'The Seeds of Spring'
Just finished reading a charming book by Steve Bates called "The Seeds of Spring: Lessons from the Garden." Usually I'm not crazy about books that wax poetic about the parallels between gardening and life -- they come off trite or sappy. But this one has plenty of practical garden advice and an offbeat attitude to make it a good read.
The author/gardener spent 14 years as a reporter and editor at The Washington Post, worked at Nations Business magazine and other publications. He's a good writer first, and then a good gardener, so the story flows well.
A chapter about the Chicken Empathy Museum and his passages about weed obsession had me in stitches.

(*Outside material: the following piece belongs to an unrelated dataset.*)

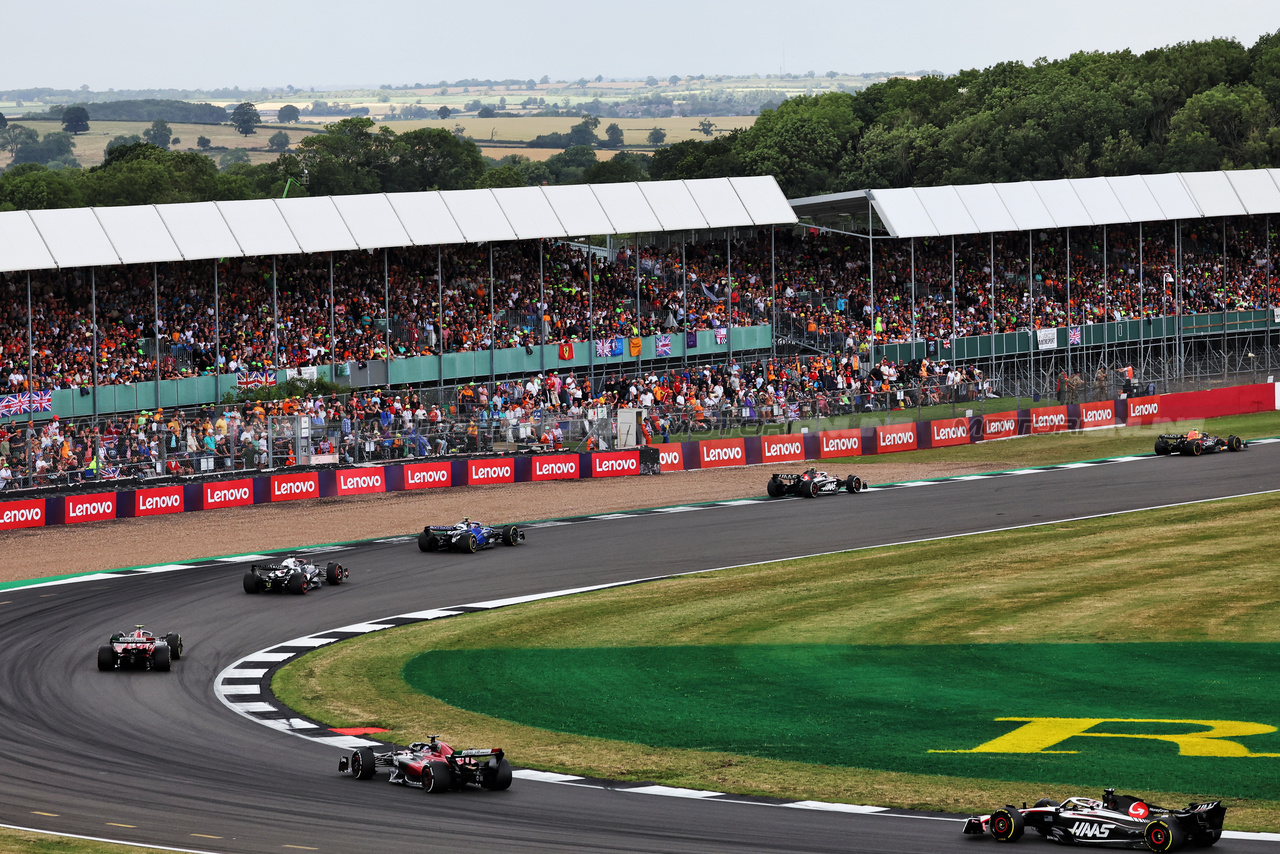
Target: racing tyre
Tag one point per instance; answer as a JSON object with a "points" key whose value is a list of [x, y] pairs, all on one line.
{"points": [[1164, 835], [362, 765], [1006, 825], [437, 777], [498, 777]]}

Here's an excerpt from "The Seeds of Spring":
"Know Einstein's definition of 'insanity'? It's doing the same thing, over and over, and expecting a different result. Well, gardening must be the embodiment of insanity, because I'm doing the same thing over and over and hoping against hope that I'll get the upper hand someday. Because we humans were made to strive for the seemingly impossible, to reach for the stars, to curse the heavens when beaten back in our quests. We're not going to let a few weeds get the better of us, are we? Because we know what happens if we let them get the upper hand: Good plants die.
"There's a nearly foolproof process for determining what is a weed and what is not a weed. Pull it from the ground: If it fights you and refuses to come out without massive effort, it's a weed. If it comes out easily, it was a good plant. Sort of like the tests used in Salem, Massachusetts, to figure out who was a witch: If they tried to drown you and failed, you're a witch. If they submerged you and you drowned, you were not. Not good news for the innocent in either case, but you work with the tools you have.
"Even after incessant weeding, application of herbicides and a few thinly veiled threats against some offending plants in your garden you seem to get the upper hand, others appear or spread at warp speed right behind your back. Carried by wind, water, animals, FedEx delivery guys or who knows what, they find a way."
"The Seeds of Spring: Lessons from the Garden" (Create Space/Breaking Ground Books, 2010, $9.95) is available from Amazon.com in paperback and Kindle editions.
A nip for your flowers
Mary Helen Tully tells me that if you add a shot of gin to your paperwhites they will be more fragrant!
"True story ... I do it every year. Gin is a derivative of juniper berries, a cousin to paperwhites ..., so the story goes. I always put mine in a bowl in glass floral beads. This year I added sea shells and pearl ornaments. Add water and one shot of gin. Too much gin and they grow too tall and fall over. Cross my heart!"